Tue Apr 23 16:16:01 CEST 2013

On Tue, 23 Apr 2013 22:29:33 +0900, "Stephen J. Turnbull" <stephen at xemacs.org> wrote:
> R. David Murray writes:
> 
>  > You transform *into* the encoding, and untransform *out* of the
>  > encoding.  Do you have an example where that would be ambiguous?
> 
> In the bytes-to-bytes case, any pair of character encodings (eg, UTF-8
> and ISO-8859-15) would do.  Or how about in text, ReST to HTML?

If I write:

  bytestring.transform('ISO-8859-15')

that would indeed be ambiguous, but only because I haven't named the
source encoding of the bytestring.  So the above is obviously
nonsense, and the easiest "fix" is to have the things that are currently
bytes-to-text or text-to-bytes character set transformations *only*
work with encode/decode, and not transform/untransform.

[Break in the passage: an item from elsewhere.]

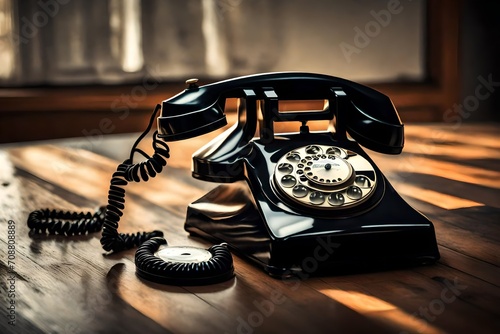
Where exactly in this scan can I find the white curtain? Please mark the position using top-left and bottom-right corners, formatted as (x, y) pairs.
(0, 0), (425, 87)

> BASE64 itself is ambiguous.  By RFC specification, BASE64 is a
> *textual* representation of arbitrary binary data.  (Cf. URIs.)  The
> natural interpretation of .encode('base64') in that context would be
> as a bytes-to-text encoder.  However, this has several problems.  In
> practice, we invariably use an ASCII octet stream to carry BASE64-
> encoded data.  So web developers would almost certainly expect a
> bytes-to-bytes encoder.  Such a bytes-to-bytes encoder can't be
> duck-typed.  Double-encoding bugs wouldn't be detected until the
> stream arrives at the user.  And the RFC-based signature of
> .encode('base64') as bytes-to-text is precisely opposite to that of
> .encode('utf-8') (text-to-bytes).

I believe that after much discussion we have settled on these
transformations (in their respective modules) accepting either bytes
or strings as input for decoding, only bytes as input for encoding,
and *always* producing bytes as output.  (Note that the base64 docs need
some clarification about this.)

Given this, the possible valid transformations would be:

  bytestring.transform('base64')
  bytesstring.untransform('base64')
  string.untransform('base64')

and all would produce a byte string.  That byte string would be in
base64 for the first one, and a decoded binary string for the second two.

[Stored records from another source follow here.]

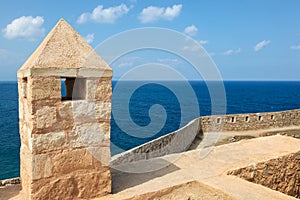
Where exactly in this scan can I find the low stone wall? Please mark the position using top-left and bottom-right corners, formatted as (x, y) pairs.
(227, 151), (300, 198)
(0, 177), (21, 187)
(111, 109), (300, 166)
(110, 118), (202, 166)
(201, 109), (300, 132)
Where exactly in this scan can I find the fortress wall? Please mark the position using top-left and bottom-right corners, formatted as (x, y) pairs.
(111, 109), (300, 166)
(110, 118), (201, 166)
(201, 109), (300, 132)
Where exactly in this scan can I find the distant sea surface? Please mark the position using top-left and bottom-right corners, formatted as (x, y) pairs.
(1, 81), (300, 179)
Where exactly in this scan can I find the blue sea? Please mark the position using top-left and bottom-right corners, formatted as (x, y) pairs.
(1, 81), (300, 179)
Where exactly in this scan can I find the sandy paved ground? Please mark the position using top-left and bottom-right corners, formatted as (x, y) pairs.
(2, 135), (300, 200)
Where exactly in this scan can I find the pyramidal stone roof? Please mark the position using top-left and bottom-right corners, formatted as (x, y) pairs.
(18, 18), (112, 78)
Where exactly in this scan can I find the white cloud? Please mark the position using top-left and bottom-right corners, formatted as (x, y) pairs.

Given our existing API, I don't think we want

  string.encode('base64')

to work (taking an ascii-only unicode string and returning bytes), and
we've already agreed that adding a 'decode' method to string is not
going to happen.

We could, however, and quite possibly should, disallow

  string.untransform('base64')

even though the underly module supports it.  Thus we would only have
bytes-to-bytes transformations for 'base64' and its siblings, and you
would write the unicode-ascii-to-bytes transformation as:

  string.encode('ascii').untransform('base64')

which has some pedagogical value :).

If you do transform('base64') on a bytestring already encoded as base64
you get a double encoding, yes.  I don't see that it is our responsibility
to try to protect you from this mistake.  The module functions certainly
don't.

Given that, is there anything ambiguous about the proposed API?

(Note: if you would like to argue that, eg, base64.b64encode or
binascii.b2a_base64 should return a string, it is too late for that
argument for backward compatibility reasons.)

> It is certainly true that there are many unambiguous cases.  In the
> case of a true text processing facility (eg, Emacs buffers or Python 3
> str) where there is an unambiguous text type with a constant and
> opaque internal representation, it makes a lot of sense to treat the
> text type as special/central, and use the terminology "encode [from
> text]" and "decode [to text]".  It's easy to remember, which one is
> special is obvious, and the difference in input and output types means
> that mistaken use of the API will be detected by duck-typing.
> 
> However, in the case of bytes-bytes or text-text transformations, it's
> not the presence of unambiguous cases that should drive API design
> IMO.  It's the presence of the ambiguous cases that we should cater
> to.  I don't see easy solutions to this issue.

When I asked about ambiguous cases, I was asking for cases where the
meaning of "transform('somecodec')" was ambiguous.  Sure, it is possible
to feed the wrong input into that transformation, but I consider that a
programming error, not an ambiguity in the API.  After all, you have
exactly the same problem if you use the module functions directly,
which is currently the only option.

--David